NCUA filed suit today in California against New York firm Goldman Sachs & Co., alleging violations of federal and state securities laws as well as misrepresentations in the sale of securities to now-failed U.S. Central and Western Corporate federal credit unions.
This action seeks damages of more than $491 million from Goldman Sachs, bringing the total sought in the four lawsuits filed to date to nearly $2 billion.
Any recoveries from these legal actions would reduce the total losses resulting from the failure of the five corporate credit unions. The five wholesale credit unions placed into NCUA conservatorship and now liquidated are U.S. Central, Western Corporate, Southwest Corporate, Members United Corporate, and Constitution Corporate.

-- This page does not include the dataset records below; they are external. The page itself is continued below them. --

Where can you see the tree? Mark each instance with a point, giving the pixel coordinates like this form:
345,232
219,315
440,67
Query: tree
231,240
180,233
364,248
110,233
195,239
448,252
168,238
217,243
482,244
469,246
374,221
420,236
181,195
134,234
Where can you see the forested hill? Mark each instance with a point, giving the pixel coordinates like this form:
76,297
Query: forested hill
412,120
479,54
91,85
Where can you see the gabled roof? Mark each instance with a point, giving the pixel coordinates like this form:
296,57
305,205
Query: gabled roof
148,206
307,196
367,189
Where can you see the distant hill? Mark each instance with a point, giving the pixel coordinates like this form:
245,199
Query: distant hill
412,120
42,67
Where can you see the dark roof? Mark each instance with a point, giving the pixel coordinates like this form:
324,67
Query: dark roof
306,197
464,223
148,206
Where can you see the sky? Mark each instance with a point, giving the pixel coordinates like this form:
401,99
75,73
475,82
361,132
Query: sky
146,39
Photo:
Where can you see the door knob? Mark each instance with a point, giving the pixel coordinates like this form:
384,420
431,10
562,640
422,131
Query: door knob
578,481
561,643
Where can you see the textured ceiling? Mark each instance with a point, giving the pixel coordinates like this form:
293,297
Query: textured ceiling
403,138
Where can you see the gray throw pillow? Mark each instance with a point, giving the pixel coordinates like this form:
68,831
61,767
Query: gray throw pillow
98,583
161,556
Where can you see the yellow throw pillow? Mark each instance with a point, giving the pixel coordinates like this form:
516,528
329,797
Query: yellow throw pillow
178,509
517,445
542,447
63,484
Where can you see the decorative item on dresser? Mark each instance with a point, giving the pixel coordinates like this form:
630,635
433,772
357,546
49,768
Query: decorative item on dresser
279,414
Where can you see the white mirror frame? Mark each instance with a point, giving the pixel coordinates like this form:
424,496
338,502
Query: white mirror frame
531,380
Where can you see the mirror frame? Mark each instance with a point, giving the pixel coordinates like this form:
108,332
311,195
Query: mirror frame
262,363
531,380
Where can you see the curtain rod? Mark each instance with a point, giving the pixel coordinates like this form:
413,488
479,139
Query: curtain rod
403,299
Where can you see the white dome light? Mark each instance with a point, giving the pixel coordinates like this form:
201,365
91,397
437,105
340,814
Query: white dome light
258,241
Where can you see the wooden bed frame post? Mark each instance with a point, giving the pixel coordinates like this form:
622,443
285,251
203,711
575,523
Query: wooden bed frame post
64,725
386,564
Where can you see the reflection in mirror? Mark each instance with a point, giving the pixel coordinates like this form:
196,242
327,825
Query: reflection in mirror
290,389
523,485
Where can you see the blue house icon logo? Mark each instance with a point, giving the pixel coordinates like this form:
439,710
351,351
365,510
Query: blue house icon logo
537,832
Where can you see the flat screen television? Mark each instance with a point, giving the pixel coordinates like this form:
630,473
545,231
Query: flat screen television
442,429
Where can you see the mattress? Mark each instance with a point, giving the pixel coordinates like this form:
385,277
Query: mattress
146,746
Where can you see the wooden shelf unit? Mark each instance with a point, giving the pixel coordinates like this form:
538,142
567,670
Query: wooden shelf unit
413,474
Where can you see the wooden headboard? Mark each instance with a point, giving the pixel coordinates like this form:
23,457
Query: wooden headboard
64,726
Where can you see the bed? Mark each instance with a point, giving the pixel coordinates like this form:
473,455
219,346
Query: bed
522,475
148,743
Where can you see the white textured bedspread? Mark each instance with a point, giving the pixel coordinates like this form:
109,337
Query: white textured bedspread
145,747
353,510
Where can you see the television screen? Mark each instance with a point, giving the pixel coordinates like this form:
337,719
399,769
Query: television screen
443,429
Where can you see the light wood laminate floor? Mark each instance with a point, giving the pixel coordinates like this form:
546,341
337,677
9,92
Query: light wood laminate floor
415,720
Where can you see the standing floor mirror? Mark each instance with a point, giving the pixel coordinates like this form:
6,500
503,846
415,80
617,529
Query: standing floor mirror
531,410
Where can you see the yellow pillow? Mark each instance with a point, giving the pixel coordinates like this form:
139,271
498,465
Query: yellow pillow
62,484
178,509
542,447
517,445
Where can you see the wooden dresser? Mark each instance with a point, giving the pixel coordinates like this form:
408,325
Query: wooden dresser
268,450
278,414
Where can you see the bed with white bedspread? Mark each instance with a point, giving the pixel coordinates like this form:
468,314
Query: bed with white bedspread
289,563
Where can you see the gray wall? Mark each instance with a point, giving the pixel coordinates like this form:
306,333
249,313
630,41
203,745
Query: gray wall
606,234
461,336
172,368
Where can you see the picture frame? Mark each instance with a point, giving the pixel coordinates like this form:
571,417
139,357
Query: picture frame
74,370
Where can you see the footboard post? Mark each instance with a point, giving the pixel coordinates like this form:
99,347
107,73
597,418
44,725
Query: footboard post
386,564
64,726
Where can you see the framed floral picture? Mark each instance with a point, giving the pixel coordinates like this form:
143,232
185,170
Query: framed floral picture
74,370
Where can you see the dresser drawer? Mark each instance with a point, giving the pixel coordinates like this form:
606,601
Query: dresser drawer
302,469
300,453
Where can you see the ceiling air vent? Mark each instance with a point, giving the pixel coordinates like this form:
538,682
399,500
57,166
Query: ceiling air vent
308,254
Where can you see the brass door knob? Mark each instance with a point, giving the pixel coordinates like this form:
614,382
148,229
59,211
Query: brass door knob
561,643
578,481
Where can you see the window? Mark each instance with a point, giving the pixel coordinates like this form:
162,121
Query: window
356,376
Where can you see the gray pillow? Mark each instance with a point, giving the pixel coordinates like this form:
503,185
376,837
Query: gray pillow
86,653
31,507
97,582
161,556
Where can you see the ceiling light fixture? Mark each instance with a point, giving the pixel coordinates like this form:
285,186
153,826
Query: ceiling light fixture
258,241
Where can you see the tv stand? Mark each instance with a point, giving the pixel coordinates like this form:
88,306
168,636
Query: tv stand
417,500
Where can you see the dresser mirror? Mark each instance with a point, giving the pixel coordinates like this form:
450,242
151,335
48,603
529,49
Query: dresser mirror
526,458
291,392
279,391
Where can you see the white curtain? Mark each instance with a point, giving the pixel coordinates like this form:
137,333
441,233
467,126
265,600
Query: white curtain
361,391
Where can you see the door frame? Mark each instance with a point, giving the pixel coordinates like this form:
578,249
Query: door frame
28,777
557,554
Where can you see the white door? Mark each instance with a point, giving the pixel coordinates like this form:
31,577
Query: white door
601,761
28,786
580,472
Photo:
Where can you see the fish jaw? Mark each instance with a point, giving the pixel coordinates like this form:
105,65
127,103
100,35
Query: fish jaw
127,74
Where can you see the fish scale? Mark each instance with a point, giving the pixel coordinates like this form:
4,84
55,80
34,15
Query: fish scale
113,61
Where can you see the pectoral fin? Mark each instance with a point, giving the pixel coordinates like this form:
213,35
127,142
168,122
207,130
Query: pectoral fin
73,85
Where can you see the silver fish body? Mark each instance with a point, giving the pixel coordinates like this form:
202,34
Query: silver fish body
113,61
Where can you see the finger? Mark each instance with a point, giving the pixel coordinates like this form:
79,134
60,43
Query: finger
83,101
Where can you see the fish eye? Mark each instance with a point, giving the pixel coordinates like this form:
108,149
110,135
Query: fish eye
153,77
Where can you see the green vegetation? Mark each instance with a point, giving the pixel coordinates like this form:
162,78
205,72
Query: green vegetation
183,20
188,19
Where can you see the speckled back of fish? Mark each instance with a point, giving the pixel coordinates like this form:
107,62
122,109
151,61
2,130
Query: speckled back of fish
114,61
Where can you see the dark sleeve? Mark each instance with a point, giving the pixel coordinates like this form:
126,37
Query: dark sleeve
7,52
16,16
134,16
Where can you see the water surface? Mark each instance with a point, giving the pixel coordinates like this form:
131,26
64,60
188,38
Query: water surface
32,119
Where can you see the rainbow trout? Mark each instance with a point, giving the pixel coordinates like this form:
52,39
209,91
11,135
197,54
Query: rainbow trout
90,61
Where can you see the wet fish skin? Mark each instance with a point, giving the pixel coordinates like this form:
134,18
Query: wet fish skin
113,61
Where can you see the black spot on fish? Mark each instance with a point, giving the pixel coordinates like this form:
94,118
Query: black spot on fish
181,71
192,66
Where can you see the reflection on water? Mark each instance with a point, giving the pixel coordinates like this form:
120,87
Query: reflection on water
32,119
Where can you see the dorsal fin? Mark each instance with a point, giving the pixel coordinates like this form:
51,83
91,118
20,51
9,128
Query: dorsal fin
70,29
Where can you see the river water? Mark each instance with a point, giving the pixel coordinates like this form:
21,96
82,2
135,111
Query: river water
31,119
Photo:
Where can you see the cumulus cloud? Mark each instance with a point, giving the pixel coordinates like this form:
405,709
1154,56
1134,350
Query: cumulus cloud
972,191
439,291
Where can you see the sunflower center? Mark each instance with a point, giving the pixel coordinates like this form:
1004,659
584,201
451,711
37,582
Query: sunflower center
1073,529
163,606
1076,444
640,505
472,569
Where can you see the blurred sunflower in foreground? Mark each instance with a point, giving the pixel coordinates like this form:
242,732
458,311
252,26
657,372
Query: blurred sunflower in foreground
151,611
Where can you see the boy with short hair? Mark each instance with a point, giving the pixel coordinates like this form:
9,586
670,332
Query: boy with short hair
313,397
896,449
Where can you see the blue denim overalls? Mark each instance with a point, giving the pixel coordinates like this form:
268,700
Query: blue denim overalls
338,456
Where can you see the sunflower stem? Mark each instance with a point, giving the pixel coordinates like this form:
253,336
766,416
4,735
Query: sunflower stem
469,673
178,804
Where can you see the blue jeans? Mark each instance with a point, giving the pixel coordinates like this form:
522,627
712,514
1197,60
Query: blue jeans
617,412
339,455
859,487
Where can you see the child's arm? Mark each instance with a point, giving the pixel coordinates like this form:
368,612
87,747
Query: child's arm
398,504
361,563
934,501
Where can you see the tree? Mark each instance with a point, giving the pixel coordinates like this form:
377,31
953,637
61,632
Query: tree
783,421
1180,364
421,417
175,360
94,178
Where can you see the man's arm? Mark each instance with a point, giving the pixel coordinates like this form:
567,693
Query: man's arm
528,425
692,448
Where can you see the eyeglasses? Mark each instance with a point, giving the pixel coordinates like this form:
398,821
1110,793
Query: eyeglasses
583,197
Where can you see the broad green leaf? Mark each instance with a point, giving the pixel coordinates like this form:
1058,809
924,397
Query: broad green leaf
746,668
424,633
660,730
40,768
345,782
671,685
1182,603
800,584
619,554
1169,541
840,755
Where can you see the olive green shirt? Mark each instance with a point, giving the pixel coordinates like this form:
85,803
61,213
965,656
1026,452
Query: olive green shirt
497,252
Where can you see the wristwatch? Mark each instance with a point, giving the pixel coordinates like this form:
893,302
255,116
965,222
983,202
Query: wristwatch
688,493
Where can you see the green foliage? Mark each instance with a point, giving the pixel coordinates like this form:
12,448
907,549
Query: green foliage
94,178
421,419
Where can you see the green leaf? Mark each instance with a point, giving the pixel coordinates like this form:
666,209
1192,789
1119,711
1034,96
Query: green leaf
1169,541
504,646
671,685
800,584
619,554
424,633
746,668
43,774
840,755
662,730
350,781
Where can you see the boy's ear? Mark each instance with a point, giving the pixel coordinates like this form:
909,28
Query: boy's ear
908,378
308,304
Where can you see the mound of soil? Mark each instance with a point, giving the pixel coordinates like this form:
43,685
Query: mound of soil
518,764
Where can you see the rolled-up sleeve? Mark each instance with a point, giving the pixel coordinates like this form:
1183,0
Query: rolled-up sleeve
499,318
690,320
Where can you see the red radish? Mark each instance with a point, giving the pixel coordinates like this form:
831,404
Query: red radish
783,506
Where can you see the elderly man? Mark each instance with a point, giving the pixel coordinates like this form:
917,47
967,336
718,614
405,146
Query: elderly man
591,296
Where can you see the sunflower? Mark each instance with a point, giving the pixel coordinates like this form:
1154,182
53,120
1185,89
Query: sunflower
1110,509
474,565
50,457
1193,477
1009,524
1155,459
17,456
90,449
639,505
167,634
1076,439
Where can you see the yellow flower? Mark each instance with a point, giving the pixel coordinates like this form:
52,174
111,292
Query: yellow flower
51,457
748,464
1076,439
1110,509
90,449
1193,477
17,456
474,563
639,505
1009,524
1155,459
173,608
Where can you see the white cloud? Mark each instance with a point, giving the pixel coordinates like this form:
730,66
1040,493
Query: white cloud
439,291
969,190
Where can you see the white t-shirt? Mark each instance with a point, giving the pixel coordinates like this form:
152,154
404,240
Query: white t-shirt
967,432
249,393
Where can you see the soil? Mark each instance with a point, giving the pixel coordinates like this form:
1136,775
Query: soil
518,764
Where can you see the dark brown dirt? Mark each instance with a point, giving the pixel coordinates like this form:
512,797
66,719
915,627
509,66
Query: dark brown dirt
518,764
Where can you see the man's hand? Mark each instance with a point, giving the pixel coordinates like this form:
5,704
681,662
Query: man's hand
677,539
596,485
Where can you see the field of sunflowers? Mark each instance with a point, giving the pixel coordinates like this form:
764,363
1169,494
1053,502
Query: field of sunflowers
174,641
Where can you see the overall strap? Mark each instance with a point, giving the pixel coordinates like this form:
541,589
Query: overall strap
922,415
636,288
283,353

NCUA’s new suit against Goldman Sachs claims the sellers and underwriters of the questionable securities made numerous material misrepresentations in the offering documents. These misrepresentations caused the corporate credit unions to believe the risk of loss associated with the investment was minimal, when in fact the risk was substantial.
The mortgage-backed securities experienced dramatic, unprecedented declines in value, effectively rendering five corporates insolvent. The combined suits are the culmination of lengthy investigations into the circumstances surrounding the purchases of these securities.
This lawsuit follows three similar legal proceedings, two filed in the Federal District Court of Kansas June 20 against J.P. Morgan Securities LLC and RBS Securities, and one in the Federal District Court in Central California, also against RBS, July 18.
Five to 10 additional lawsuits may follow to recover losses from the purchase of securities that caused the failures of five corporate credit unions.
“NCUA continues to carry out our responsibility to do everything reasonable in our power to seek maximum recoveries,” said NCUA Board Chairman Debbie Matz. “By these actions we intend to hold responsible parties accountable. Those who caused the problems in the wholesale credit unions should pay for the losses now being paid by retail credit unions.”
As liquidating agent for the failed corporate credit unions, NCUA has a statutory duty to seek recoveries from responsible parties to minimize cost to its insurance funds and the credit union industry.
“While the credit union industry generally fared better than the rest of the financial world over the last few years, the corporate credit union collapse remains the largest crisis ever faced by credit unions,” said Matz. “Fortunately, given the liquidity in the system, the average consumer is insulated from these past losses. However, it remains our statutory duty to replenish the insurance fund that protects consumer deposits by seeking recoveries.”